Submit to this Journal Review for this Journal Propose a Special Issue

Article Menu

Share Help Cite Discuss in SciProfiles

Open AccessArticle

Peer-Review Record

Anonymous Methods Based on Multi-Attribute Clustering and Generalization Constraints

Electronics 2023, 12(8), 1897; https://doi.org/10.3390/electronics12081897

by Yunhui Fan, Xiangbo Shi, Shuiqiang Zhang and Yala Tong^*

Reviewer 1:

Muhammad Adil

Reviewer 2: Anonymous

Reviewer 3: Anonymous

Electronics 2023, 12(8), 1897; https://doi.org/10.3390/electronics12081897

Submission received: 14 March 2023 / Revised: 14 April 2023 / Accepted: 14 April 2023 / Published: 17 April 2023

(This article belongs to the Section Networks)

Round 1

Reviewer 1 Report

In the first line of abstract, abbreviation IoT is not defined. Please defined every abbreviation and notation at first use

I suggest the authors to add a table for all abbreviations in the revised paper.

The proposed model is empty. Please add more information, how this framework works? Step-wise

Can you mention any particular application of IoT, where the proposed model scheme should be applied?

What are limitations of this scheme, as every model has some disadvantages.

I can’t see any comparative work. Can you respond this question, why this work is needed in presence of other paper?

Author Response

Response to Reviewer 1 Comments

Point 1: In the first line of abstract, abbreviation IoT is not defined. Please defined every abbreviation and notation at first use

Response 1: Each abbreviation and symbol is defined at first use;

Point 2: I suggest the authors to add a table for all abbreviations in the revised paper.

Response 2:

Abbreviation	Definition
IoT	Internet of Things
S attributes	Sensitive attributes
l-diversity	L-diversity
QI	quasi-identifier
KNN	K-nearest neighbor
MCKL	Multi-attribute clustering and generalization constrained (k,l)-anonymity algorithm
CKA	cluster-based k-anonymity algorithm
CKL	cluster-l-diversity-based k-anonymity algorithm

Point 3: The proposed model is empty. Please add more information, how this framework works? Step-wise

Response 3:The algorithm performed width-first sorting of the attributes in the multidimensional data table using a greedy strategy, selected the attribute with the largest width value as the division dimension, started the division from the largest attribute width value, and repeated the steps recursively for the remaining subspaces until all subspaces were not divisible, to obtain the generalization hierarchy of attributes. In the process of dividing the equivalence classes, the distance metric between attributes was combined with the improved KNN clustering to divide the equivalence classes, relying on the width-first result to determine the cluster centers, finding the (k-1) tuple records with the closest distance to the initial cluster centers, so that different division clusters were grouped into the same equivalence classes, and then using the above generalization hierarchy to take a hierarchical generalization for each cluster group to avoid significant information loss and improve data usability. At the same time, to solve the problem of insufficient diversity in the anonymity model, when dividing the equivalence classes, frequency-diversity constraints were applied to S attributes according to the frequency criterion, and a boundary system was set for sensitive values. The frequency of S attributes was not greater than f (f=s/l, where s was the number of S attributes in the equivalence class), so there was a similarity in the values of S attributes within the group and differences in the importance of S attributes between the groups.(Lines 266-283).

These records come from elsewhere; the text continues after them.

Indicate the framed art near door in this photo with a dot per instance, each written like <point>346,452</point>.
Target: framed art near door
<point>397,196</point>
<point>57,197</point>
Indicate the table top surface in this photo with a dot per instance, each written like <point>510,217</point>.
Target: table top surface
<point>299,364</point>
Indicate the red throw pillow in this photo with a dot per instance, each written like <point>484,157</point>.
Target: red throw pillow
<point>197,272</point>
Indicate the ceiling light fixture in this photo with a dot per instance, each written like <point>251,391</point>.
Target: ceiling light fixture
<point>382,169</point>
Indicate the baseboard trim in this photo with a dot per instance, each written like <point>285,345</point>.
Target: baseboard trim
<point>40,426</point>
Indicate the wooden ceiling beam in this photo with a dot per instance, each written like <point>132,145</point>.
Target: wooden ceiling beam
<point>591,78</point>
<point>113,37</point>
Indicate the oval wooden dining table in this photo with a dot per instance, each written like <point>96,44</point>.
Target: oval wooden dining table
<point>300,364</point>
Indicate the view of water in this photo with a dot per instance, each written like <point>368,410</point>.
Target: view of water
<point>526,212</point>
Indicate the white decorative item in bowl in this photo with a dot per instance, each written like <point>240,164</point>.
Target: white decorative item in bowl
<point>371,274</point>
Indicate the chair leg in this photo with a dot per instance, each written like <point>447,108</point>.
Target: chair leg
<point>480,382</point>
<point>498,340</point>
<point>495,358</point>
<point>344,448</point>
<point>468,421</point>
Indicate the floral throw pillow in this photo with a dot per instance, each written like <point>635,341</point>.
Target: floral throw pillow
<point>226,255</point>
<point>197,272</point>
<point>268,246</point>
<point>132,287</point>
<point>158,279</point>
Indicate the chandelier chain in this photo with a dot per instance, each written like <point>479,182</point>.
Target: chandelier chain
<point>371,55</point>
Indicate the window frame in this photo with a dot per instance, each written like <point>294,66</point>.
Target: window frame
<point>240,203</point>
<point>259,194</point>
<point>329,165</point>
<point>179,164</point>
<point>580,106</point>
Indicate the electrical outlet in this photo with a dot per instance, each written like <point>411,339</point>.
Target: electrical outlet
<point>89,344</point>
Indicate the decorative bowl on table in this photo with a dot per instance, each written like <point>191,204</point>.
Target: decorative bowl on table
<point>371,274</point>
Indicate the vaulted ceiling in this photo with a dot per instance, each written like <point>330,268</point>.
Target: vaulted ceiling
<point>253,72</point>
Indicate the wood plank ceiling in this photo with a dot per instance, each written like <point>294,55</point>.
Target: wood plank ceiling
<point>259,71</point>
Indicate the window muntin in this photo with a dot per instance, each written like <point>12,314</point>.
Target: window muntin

Point 4 :Can you mention any particular application of IoT, where the proposed model scheme should be applied?

Response 4: Application scenario: Data protection in data sheet publishing and sharing in IoT applications.

Point 5: What are limitations of this scheme, as every model has some disadvantages.

Response 5: The limitation of this solution is that it has not yet achieved better results in terms of running time.

Point 6:I can’t see any comparative work. Can you respond this question, why this work is needed in presence of other paper?

Response 6: The experimental comparison focused on the multi-attribute clustering and generalization constrained (k,l)-anonymity (MCKL) algorithm with the cluster-based k-anonymity algorithm (CKA) and the cluster-l-diversity-based k-anonymity (CKL) algorithm for experimental comparison and analysis. And the aim is to reduce the loss of information in anonymity and to strengthen the constraints on attributes.

(Lines 303-314).

Reviewer 2 Report

The privacy protection is one of very important issues in IoT applications.

This paper designed an anonymization method based on multi‐attribute clustering and generalization constraints (MCKL) and validated this mechanism through simulations with qualified ML dataset.

When comparing with CKA and CKL algorithms, this paper showed that proposed MCKL algorithm can effectively avoid large runtime and reduce information loss.

This paper showed concrete numerical steps of ‘Distance Metric’ and ‘Accuracy Measurements’ to prove reliability of MCKL generalization structure.

Introduction and references are written sufficiently to understand previous research trend and current issues in the privacy protection of IoT.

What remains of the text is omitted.